We Filipinos are not ‘pasaway.’ We are badly governed.

Sanny Domingo Afable
3 min readJul 11, 2020

Today was my first time to commute to work since this lockdown started. I was nervous, of course, but I was amazed at the level of discipline demonstrated by everyone I met from home to office. Buses, jeepneys, and tricycles, strictly operating at limited capacity, put up plastic dividers to ensure commuters’ physical distancing. Businesses, big or small, provided temperature checks and sanitizer sprays. My office required workers to bring and wear slippers before coming inside the building. Everyone I met, wearing face masks of any kind, complied. In many respects, I can compare this level of discipline to that shown by the people of Taiwan in the short time I was there in February. (Taiwan has been COVID-free for over two months now!)

And this is not just an anecdotal claim.
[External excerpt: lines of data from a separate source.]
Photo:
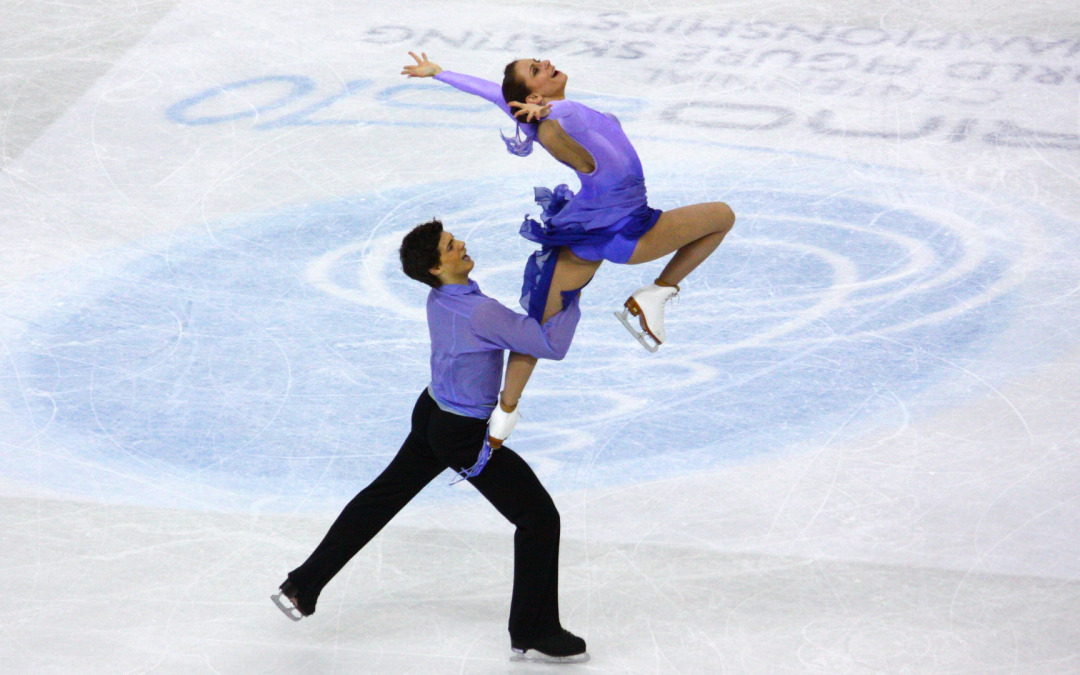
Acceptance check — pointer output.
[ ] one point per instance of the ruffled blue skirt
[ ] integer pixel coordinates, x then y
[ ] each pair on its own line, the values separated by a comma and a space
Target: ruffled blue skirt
615, 243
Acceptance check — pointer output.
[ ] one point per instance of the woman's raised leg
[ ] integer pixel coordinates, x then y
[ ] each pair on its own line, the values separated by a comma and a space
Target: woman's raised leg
693, 233
570, 272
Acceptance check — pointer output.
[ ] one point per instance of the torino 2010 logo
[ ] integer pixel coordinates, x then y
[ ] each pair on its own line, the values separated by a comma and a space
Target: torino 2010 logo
287, 346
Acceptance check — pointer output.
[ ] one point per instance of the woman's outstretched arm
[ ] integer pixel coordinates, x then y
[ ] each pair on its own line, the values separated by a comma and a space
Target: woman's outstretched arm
476, 86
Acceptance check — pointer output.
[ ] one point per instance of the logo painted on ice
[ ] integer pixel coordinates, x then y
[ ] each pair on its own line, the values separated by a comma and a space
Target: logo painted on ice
291, 348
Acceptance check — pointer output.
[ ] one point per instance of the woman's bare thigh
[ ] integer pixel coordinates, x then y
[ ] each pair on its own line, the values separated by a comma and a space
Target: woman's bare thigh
679, 227
571, 272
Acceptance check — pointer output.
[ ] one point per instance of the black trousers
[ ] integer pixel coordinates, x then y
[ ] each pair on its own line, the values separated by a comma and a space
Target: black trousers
436, 441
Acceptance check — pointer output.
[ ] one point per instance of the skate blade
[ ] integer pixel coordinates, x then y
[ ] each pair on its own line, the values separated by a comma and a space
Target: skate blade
289, 610
640, 337
535, 657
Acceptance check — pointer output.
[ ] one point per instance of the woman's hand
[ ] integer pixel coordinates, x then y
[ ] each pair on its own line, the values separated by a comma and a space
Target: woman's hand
531, 111
423, 68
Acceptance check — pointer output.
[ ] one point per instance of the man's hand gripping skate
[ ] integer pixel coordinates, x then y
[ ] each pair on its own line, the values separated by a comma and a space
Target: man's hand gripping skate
502, 421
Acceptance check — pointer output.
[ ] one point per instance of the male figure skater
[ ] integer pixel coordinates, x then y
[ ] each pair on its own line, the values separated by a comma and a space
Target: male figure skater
469, 334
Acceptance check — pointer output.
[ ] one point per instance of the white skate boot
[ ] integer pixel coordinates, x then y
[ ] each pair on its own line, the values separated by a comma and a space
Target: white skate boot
647, 304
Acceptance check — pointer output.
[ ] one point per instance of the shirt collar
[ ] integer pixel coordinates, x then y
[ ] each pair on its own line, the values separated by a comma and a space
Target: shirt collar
472, 286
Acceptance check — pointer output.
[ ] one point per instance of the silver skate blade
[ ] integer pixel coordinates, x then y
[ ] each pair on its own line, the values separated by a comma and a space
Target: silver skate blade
288, 610
622, 316
535, 657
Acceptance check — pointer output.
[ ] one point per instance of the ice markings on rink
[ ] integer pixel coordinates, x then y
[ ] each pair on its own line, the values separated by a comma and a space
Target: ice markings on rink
292, 348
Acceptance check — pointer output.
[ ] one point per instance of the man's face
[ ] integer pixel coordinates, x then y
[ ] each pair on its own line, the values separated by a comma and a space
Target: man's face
454, 262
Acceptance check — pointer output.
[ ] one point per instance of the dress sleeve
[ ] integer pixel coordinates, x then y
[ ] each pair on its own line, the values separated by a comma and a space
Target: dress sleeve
476, 86
568, 113
500, 327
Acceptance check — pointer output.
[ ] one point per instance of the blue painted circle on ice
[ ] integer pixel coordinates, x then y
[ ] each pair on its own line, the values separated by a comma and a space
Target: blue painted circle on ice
289, 348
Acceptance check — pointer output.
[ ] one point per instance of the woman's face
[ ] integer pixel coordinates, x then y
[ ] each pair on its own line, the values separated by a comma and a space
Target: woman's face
541, 78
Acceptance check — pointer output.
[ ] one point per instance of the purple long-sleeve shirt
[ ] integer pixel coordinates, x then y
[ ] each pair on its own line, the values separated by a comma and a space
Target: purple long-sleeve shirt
469, 333
615, 189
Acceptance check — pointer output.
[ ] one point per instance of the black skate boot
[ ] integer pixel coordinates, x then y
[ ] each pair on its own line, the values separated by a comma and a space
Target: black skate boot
300, 607
564, 647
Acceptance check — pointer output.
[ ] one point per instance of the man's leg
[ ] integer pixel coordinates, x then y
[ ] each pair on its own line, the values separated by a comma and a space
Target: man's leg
414, 467
513, 488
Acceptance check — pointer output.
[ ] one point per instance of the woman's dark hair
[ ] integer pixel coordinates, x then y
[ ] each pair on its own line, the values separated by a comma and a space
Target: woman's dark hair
419, 252
513, 89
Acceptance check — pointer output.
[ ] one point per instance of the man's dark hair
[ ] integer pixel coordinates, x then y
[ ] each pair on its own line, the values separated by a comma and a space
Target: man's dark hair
419, 252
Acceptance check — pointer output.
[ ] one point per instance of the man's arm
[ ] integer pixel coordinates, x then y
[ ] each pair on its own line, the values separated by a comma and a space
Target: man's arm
504, 328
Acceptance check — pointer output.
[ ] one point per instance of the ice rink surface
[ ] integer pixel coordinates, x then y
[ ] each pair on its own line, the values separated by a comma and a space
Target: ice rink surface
858, 453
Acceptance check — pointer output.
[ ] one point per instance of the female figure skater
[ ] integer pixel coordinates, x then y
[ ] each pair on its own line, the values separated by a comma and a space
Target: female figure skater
608, 219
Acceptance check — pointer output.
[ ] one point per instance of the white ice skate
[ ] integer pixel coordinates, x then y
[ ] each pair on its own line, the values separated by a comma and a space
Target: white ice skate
647, 304
500, 424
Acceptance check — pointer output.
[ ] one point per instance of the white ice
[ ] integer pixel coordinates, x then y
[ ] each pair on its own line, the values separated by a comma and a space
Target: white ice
856, 454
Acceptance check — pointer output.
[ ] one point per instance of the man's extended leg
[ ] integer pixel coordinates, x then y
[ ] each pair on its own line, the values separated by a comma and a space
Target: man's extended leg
513, 488
414, 467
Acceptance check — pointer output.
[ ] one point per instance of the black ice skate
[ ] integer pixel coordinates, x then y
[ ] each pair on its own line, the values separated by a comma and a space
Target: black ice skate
564, 647
296, 608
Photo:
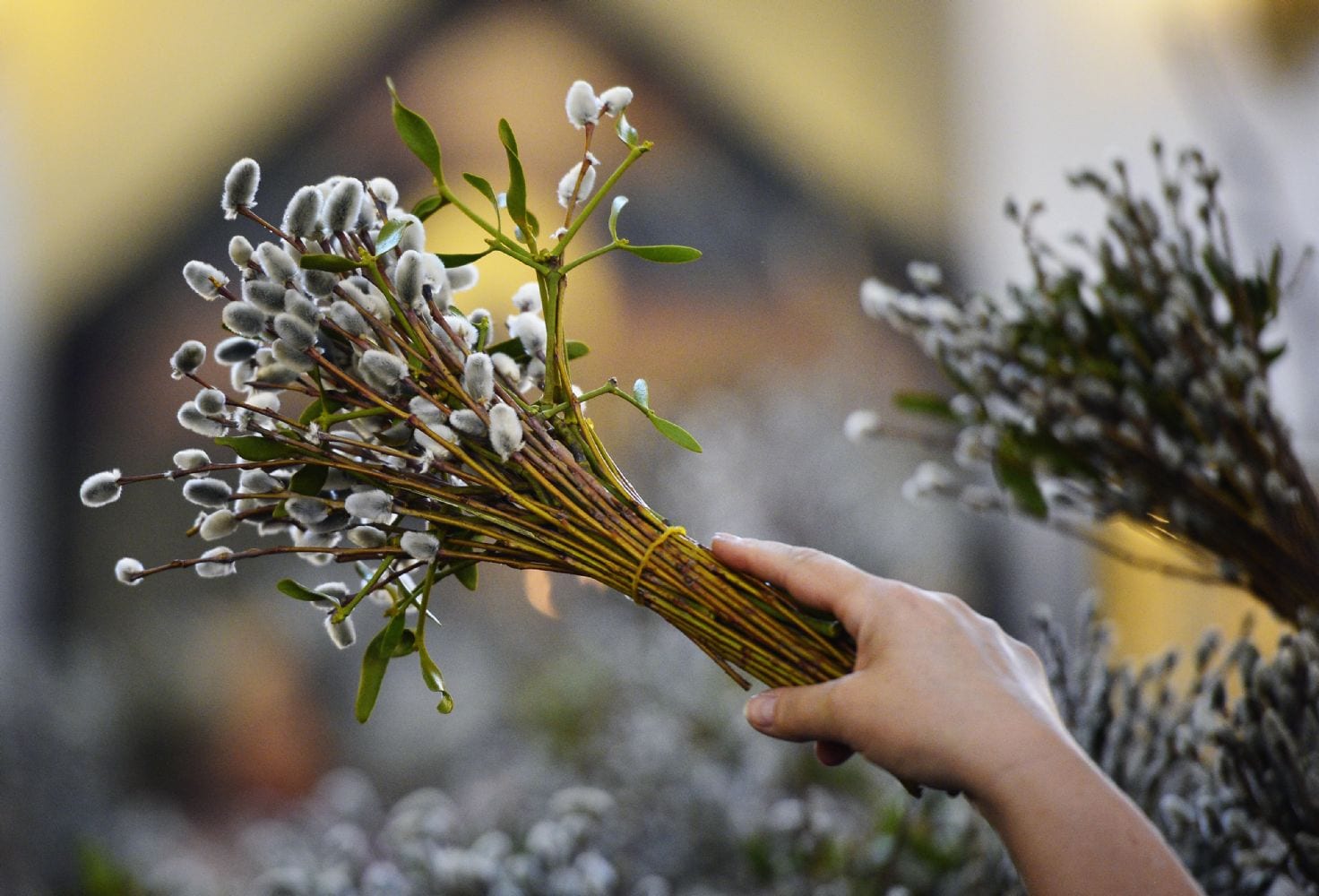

Google mobility data showed that Filipinos are among the most “immobile” populations in Southeast Asia, with activities related to recreation and services declining by 50% from early this year [1]. The most obvious factor for this is the community quarantine, the implementation of which has been punitive and at times unfair. But that means many of us followed the rules, with the exception of the country’s top officials and authorities who partied or malled but never once suffered a day in jail. That means we are taking this virus very seriously, but God knows whether Harry Roque, our chief economists, or the Congress do. That means we relatively do not lack self-discipline as a people, contrary to the popular position made official in presidential briefings and media reports.

That also means we have done and are still doing our part to the extent that we can, no matter how gravely this has affected our businesses, our employment, our families, our mental health, and almost every aspect of our quarantined lives.

But not being “pasaway” can only do so much in the face of issues that have long plagued the nation and are now magnified by the pandemic.

No law so harsh can stop the spread of the virus in crowded barangays that face recurrent water shortage and a crisis in sanitation infrastructure. No community quarantine can force unemployed and hungry people to stay at home when social amelioration measures fail to reach them in a regular and timely manner. No current PUV modernization plan can meet the needs of the riding public if that would entail phasing out jeepneys. No border security was able to prevent the spread of the virus in poor provinces with inadequate healthcare systems, thanks to the brilliant Balik-Probinsya Program. No lockdown so long can contain the virus without mass testing and rigorous contact-tracing and isolation strategies.

⁠Why we are at this point — 47,873 confirmed cases and 1,309 totally preventable deaths,⁠ and counting — is not born out of our lack of self-discipline. As Quintos argues in his policy paper [2], the dismal state of our public health system is “the result of deliberate policy choices, fiscal priorities and institutional design made over many years up to the present.” Emphasizing self-discipline over policy is a ruse, an excuse by the government to not do even the bare minimum, an attempt to pass to us what we entrusted our leaders to do.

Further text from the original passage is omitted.